Turned out this was only a minor bump on the road for him as after a year at a SUNY, he ended up being accepted as a transfer student to one of the Ivies which had initially accepted him before word about his missing English lit credits due to his circumvention of the scheduling office caused them to rescind their offer during our senior year, successfully graduated as a premed, and is now a practicing MD.
Knew of a few hardcore math/STEM whizzes in HS who didn’t believe in mandated math/STEM…or any academic requirements despite excelling in math/STEM and all around.
Their reasoning is largely derived from a naive assumption that because they were strongly passionate and willing to go all out to learn as much as possible and excel academically that everyone else should be able to do likewise.
“Does someone really need two years of Algebra to figure out compound interest? It’s just a matter of plugging numbers into a formula.” and they teach that formula in the second year of algebra. If you want to actually understand what is going on, you need algebra 2.
It’s hard for me to think of many things that are currently taught in high school which I think are more important than math through algebra2. But I guess many people would like to entrust the most important financial decisions of their life to a black box they don’t understand.

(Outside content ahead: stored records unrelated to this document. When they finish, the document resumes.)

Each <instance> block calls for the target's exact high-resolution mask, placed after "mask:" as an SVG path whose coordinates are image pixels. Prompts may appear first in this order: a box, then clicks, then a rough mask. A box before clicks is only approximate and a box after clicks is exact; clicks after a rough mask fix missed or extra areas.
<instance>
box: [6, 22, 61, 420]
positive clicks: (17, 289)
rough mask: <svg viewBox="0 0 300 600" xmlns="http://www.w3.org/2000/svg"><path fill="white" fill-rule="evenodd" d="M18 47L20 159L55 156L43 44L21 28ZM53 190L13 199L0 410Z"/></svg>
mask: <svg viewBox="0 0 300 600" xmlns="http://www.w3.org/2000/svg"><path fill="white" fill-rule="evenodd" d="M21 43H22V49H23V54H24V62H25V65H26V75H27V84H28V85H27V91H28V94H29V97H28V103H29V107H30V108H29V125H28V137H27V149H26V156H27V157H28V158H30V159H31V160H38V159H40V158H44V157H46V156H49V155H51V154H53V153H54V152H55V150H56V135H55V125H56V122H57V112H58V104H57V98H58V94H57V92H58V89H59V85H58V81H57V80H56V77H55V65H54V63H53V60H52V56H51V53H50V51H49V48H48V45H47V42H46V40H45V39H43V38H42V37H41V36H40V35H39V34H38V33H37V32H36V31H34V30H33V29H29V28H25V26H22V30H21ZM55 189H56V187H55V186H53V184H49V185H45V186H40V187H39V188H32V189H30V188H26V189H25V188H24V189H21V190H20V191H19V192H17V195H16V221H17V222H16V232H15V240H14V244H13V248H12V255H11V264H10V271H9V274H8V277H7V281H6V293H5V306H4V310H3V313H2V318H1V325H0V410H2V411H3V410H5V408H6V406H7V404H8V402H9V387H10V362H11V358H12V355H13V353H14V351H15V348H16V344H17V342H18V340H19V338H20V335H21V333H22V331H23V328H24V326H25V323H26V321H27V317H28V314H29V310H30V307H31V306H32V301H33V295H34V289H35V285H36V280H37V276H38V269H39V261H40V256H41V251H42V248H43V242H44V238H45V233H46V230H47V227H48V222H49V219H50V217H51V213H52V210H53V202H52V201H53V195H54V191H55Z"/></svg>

Does plugging things into a formula help you understand relations between numbers in any depth beyond, “this magical machine tells me that this number is correct”?
There is quite a lot to compound interest. Even when it comes to personal finance (especially if you have any assets), there’s a lot more to it than just what formulas can give you. There’s a whole field of study related to it, that is pretty inaccessible if you don’t understand functions and their relations (which is the core of Algebra 2). Calculus creeps its way into that as well, but that’s a story for another time.